Complications caused by iatrogenic right-to-left shunt after surgical closure of atrial septal defect: a case report.

BACKGROUND: Atrial septal defect (ASD) is a common congenital heart disease. For this condition, surgical treatment can be required depending on the size and type of ASD. This study included a case of a patient who complained of persistent dyspnoea after the surgical treatment for ASD. CASE
SUMMARY: A 16-year-old girl who underwent a surgical patch closure for ASD at the age of 2 years presented to the emergency department and was diagnosed with acute stroke. Since childhood, she had suffered from exertional dyspnoea due to an unknown cause. Transthoracic echocardiography revealed normal chambers size and function and no signs of right heart strain.
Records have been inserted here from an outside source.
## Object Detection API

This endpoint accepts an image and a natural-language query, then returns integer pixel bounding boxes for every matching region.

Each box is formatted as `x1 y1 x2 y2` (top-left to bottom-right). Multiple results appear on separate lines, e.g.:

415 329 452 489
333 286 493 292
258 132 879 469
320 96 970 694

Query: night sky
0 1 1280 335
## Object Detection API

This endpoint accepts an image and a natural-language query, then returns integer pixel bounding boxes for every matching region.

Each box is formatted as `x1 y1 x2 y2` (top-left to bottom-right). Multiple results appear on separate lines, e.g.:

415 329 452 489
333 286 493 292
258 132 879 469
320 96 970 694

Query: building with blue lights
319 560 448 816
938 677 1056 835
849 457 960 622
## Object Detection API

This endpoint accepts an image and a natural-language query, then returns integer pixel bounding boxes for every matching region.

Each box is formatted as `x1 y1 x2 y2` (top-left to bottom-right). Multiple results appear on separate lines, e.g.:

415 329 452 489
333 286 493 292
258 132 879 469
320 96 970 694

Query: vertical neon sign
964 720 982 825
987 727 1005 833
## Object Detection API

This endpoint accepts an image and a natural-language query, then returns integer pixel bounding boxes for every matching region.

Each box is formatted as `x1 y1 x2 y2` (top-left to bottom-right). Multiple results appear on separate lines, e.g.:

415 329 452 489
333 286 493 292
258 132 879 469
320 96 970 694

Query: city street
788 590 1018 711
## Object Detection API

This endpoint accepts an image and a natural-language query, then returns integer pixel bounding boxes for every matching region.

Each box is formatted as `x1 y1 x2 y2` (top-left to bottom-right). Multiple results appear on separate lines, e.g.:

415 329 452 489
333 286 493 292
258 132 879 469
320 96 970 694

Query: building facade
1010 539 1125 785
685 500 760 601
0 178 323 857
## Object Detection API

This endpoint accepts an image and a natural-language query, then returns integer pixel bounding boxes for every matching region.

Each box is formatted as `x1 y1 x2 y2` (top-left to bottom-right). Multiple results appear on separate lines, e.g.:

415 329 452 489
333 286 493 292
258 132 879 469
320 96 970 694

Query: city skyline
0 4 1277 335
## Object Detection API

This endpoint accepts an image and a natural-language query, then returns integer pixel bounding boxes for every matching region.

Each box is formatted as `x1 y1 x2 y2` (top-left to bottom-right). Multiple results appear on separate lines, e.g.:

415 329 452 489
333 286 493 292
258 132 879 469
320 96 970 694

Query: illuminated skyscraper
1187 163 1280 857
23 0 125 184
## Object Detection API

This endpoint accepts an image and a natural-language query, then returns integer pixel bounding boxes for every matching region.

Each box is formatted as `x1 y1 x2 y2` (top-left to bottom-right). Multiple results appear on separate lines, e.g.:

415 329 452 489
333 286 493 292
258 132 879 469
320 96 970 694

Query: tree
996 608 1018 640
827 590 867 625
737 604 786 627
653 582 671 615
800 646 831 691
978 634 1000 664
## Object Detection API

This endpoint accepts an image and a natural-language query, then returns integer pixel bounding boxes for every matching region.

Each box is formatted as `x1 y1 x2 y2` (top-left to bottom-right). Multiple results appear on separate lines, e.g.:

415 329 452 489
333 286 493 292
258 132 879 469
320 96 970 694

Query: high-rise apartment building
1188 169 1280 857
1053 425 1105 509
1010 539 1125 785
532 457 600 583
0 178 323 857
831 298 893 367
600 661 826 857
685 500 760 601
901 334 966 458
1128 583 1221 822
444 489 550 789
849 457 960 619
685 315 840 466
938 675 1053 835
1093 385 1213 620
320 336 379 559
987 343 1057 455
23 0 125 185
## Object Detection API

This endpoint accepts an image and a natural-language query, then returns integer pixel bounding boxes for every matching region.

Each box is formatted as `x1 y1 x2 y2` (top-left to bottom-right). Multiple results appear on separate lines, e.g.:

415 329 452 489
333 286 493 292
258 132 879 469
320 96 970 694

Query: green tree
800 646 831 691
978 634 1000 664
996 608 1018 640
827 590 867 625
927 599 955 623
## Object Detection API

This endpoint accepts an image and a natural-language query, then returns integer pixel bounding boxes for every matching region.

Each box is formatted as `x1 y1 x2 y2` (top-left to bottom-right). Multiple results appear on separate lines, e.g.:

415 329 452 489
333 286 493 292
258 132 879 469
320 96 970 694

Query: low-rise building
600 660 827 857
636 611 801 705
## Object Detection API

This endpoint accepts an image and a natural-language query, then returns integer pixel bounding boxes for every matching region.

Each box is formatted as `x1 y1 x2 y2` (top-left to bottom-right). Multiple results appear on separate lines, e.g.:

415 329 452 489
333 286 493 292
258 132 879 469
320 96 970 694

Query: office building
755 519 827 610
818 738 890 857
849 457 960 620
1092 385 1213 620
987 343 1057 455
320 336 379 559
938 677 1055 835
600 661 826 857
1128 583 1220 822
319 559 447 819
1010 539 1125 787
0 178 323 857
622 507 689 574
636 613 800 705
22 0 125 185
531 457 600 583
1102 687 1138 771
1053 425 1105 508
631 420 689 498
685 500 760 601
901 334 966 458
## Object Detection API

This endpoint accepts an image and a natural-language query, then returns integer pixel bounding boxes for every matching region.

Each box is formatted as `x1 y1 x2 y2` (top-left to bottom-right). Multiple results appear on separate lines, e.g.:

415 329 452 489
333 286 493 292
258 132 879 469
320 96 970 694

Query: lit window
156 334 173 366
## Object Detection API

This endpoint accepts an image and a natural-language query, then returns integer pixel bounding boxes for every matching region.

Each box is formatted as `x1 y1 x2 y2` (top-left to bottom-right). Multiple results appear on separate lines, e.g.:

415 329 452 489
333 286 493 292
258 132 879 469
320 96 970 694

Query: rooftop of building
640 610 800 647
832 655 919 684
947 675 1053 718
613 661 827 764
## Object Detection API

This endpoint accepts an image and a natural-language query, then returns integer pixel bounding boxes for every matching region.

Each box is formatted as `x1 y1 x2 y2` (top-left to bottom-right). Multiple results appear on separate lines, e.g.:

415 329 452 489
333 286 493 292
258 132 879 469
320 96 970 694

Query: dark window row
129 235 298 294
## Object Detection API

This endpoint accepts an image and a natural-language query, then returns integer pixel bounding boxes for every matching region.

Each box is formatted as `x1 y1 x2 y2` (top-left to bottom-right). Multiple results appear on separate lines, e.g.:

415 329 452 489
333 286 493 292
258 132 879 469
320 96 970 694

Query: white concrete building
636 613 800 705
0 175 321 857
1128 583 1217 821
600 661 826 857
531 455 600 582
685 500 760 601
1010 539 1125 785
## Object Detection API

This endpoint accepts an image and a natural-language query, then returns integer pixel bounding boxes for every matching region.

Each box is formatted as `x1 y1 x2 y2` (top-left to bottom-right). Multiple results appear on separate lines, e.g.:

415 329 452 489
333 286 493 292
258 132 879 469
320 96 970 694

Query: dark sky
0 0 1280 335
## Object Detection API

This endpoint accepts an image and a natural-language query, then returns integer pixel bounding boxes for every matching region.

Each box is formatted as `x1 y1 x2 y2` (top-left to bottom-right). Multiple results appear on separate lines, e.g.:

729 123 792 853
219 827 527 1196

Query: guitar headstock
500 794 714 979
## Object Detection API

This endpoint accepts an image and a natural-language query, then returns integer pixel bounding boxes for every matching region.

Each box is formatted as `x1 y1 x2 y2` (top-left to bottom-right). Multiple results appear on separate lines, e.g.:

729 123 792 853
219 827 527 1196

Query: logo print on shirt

Transoesophageal echocardiography (TOE) revealed a misplaced interatrial patch from the previous surgery, which allowed the whole blood to flow from the inferior vena cava (IVC) to the left atrium (LA), creating a large right-to-left shunt that resulted in stroke and heart failure. The patient underwent surgical treatment, and her symptoms improved significantly. Six months later, she was doing well without neurological complications and dyspnoea. DISCUSSION: This patient experienced stroke at the age of 16 years and had been suffering from heart failure since childhood. A large right-to-left shunt flow from the IVC to the LA by misplaced interatrial patch was found using TOE, right-sided heart catheterization, and inferior caval venography. This diagnosis should be considered in patients complaining of persistent dyspnoea with hypoxia after the surgical repair of ASD.

Clinical evaluation subsequent to surgical closure for atrial septal defect should assess for signs of embolic events, arrhythmia, and dyspnoea.

It is important to understand the need of further evaluations to achieve an accurate diagnosis in patients complaining of persistent dyspnoea after surgical treatment for congenital heart disease.

Introduction

Atrial septal defect (ASD) is a common congenital heart disease in adults. Although device closure has increased over the past few decades, surgical treatment is still an important option for some patients, depending on the size and type of ASD. This study included a case of a patient who complained of persistent dyspnoea after the surgical treatment of ASD, with no causative findings on transthoracic echocardiography (TTE).

Case presentation

The patient was a Korean female who was diagnosed with ASD at the age of 18 months and underwent surgical patch closure. She regularly visited the outpatient clinics of the cardiothoracic surgery department until she was 5 years old and was later lost on follow-up. When she was a child, she was less active than the other children her age. In her school days, she experienced shortness of breath even during light physical activities such as climbing stairs. Because the dyspnoea persisted, with cyanosis appearing on her lips and nails during activity, she presented to other hospitals at the age of 10 and 15 years; however, examinations, such as TTE and chest contrast-enhanced computed tomography (CT), failed to demonstrate a specific cause of her symptoms.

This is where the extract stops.